At PIVOTALLOX SOLUTIONS, we believe that clear accountability is the foundation of trust. If either Party does not fulfill its responsibilities under this agreement, that Party is responsible for any consequences or damages that result from the oversight.

The Processor also agrees to shield the Controller from any fines, claims, or losses that happen because of the Processor’s failure to follow data protection rules. This ensures the Controller is never left carrying the burden for issues caused by the Processor.

Governing Law & Dispute Resolution

In any agreement, it helps to know which rules are guiding the way. At PIVOTALLOX SOLUTIONS, all terms are governed by the laws of India, giving both Parties a clear and familiar framework for how things are interpreted.

If a disagreement or dispute ever comes up, it will be handled exclusively by courts in India. This makes sure any issues are resolved fairly, consistently, and with certainty, keeping surprises to a minimum.

By laying out the governing law and forum upfront, both Parties can focus on smooth operations and secure transactions, knowing there is a clear path for resolving any conflicts.

Amendments

Sometimes agreements need a little update to keep pace with changing circumstances. At PIVOTALLOX SOLUTIONS, we make sure any changes are handled transparently and officially. Updates are only considered valid when they are written down and signed by both Parties, so nothing is left to guesswork.

This approach ensures that responsibilities and obligations remain clear for everyone involved. Nothing is assumed, and nothing is overlooked, helping both Parties stay aligned and confident.

Acknowledgment and Acceptance

At PIVOTALLOX SOLUTIONS, we believe that clarity and trust go hand in hand.
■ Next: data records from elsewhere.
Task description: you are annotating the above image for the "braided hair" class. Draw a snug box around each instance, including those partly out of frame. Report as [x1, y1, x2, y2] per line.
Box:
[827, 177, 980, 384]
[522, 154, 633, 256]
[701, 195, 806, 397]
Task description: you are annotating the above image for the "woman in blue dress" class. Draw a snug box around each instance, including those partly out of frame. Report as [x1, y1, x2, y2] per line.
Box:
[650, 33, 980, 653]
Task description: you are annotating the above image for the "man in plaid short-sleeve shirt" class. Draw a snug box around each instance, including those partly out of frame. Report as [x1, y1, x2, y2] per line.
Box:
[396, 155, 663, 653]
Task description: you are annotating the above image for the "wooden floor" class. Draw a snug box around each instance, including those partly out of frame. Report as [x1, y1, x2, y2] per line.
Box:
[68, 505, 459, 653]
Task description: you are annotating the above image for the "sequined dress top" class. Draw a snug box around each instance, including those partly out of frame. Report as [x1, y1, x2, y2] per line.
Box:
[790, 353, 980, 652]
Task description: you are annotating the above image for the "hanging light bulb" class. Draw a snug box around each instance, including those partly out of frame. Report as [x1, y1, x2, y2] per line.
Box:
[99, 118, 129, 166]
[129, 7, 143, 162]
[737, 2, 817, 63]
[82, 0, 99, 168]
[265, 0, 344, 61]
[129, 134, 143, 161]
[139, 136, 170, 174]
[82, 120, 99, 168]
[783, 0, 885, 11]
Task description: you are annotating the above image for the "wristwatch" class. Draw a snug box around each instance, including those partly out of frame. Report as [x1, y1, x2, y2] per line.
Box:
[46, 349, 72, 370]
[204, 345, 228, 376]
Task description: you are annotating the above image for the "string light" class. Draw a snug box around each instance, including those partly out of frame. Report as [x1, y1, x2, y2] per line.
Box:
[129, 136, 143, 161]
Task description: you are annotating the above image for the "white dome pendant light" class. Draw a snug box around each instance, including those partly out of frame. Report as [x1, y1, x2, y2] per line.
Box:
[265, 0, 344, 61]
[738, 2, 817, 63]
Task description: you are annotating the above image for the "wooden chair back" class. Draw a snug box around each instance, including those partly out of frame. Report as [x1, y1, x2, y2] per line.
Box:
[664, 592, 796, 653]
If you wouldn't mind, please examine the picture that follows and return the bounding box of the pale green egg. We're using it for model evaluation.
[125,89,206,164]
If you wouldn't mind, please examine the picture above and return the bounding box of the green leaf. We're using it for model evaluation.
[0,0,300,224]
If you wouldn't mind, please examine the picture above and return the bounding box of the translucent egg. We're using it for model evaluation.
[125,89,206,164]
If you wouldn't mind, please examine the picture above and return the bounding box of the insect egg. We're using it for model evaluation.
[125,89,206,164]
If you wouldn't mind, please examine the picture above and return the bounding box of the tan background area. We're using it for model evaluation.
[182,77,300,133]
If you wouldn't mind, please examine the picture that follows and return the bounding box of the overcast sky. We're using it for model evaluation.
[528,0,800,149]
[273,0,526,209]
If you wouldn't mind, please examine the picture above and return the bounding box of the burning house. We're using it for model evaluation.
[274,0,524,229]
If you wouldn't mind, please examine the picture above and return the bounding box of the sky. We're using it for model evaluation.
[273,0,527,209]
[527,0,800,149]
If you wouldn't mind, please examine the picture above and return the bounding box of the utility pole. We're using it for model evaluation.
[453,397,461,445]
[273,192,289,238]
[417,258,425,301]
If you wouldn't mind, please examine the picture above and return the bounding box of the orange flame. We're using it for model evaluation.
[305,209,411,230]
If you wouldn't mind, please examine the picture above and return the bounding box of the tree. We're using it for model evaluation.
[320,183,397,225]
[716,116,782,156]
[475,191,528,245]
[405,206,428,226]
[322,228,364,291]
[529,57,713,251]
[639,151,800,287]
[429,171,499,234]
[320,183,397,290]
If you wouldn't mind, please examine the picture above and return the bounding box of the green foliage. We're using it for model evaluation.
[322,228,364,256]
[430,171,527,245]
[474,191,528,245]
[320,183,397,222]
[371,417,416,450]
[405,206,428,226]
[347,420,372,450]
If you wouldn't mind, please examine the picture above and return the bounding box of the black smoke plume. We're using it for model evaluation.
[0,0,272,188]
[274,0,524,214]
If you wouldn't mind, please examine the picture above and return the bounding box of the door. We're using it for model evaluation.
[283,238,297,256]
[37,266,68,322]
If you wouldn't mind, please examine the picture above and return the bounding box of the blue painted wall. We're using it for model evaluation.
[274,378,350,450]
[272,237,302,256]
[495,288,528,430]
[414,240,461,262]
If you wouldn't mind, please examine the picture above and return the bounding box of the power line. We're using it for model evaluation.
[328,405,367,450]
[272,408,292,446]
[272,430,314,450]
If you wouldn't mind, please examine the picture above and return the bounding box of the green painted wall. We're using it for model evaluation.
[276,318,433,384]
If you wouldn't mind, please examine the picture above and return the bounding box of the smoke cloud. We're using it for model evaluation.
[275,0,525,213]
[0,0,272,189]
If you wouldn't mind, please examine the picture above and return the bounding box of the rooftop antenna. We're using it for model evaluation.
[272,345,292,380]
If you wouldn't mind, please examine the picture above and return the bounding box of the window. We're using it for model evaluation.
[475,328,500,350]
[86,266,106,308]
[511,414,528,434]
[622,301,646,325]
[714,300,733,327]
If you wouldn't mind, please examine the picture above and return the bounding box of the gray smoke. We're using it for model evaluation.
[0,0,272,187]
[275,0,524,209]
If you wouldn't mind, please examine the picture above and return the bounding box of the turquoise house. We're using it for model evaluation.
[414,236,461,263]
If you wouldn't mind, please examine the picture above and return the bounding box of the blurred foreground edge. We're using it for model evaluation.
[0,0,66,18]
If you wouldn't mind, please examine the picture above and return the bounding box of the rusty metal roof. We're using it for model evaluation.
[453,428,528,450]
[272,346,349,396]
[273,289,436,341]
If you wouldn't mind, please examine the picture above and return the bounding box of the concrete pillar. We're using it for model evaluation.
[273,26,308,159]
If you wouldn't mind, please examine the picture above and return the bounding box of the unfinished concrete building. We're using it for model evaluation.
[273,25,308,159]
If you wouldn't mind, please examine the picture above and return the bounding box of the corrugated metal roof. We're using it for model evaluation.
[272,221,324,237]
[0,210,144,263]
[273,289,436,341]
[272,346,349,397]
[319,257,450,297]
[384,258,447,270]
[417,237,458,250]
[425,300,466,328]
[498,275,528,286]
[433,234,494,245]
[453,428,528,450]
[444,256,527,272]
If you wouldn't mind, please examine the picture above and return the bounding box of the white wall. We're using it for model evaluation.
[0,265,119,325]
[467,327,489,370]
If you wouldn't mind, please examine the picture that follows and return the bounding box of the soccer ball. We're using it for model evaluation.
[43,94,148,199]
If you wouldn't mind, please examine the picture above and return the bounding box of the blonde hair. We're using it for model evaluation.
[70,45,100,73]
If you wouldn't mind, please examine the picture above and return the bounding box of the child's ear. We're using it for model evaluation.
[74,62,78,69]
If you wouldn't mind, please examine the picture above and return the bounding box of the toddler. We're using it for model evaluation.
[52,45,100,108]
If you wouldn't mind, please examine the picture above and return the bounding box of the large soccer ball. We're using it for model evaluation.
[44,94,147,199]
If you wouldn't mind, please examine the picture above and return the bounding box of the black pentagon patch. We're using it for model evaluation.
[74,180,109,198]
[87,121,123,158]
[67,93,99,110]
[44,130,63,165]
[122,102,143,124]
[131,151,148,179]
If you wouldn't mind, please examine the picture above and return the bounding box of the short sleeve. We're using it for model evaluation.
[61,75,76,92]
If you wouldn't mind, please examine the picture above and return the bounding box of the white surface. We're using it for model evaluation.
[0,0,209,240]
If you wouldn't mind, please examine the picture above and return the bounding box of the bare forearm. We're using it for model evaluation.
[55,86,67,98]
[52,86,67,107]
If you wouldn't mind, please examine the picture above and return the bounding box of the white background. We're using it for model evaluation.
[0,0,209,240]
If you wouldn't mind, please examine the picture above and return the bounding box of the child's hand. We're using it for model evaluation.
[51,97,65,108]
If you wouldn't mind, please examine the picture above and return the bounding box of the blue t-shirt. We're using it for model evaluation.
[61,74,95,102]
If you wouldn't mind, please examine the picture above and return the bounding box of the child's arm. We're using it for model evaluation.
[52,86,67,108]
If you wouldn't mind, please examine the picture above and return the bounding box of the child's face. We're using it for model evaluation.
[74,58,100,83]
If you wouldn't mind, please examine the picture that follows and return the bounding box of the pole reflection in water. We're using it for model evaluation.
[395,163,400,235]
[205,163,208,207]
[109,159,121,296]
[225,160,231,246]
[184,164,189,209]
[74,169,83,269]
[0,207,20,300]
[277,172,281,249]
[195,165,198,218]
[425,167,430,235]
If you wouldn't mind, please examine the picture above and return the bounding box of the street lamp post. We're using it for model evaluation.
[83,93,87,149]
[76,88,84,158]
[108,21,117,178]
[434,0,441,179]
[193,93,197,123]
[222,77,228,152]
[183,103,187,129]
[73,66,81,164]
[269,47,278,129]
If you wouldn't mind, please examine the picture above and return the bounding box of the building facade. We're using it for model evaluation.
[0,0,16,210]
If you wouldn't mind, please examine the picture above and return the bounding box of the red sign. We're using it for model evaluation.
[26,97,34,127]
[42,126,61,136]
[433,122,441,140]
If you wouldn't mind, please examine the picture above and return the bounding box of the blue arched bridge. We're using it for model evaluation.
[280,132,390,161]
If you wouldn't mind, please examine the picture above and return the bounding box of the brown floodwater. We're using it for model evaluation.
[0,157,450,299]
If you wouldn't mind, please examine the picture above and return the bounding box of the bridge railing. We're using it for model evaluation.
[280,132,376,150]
By agreeing to this Data Processing Agreement, both Parties confirm that they have carefully read and understood all the terms, and that they accept them fully. This is more than a signature—it’s a shared promise to handle personal data responsibly and respect the trust placed in each other.

This acknowledgment ensures that everyone is on the same page about roles, responsibilities, and the protections in place. It gives both Parties a clear understanding of how to act with care, accountability, and integrity.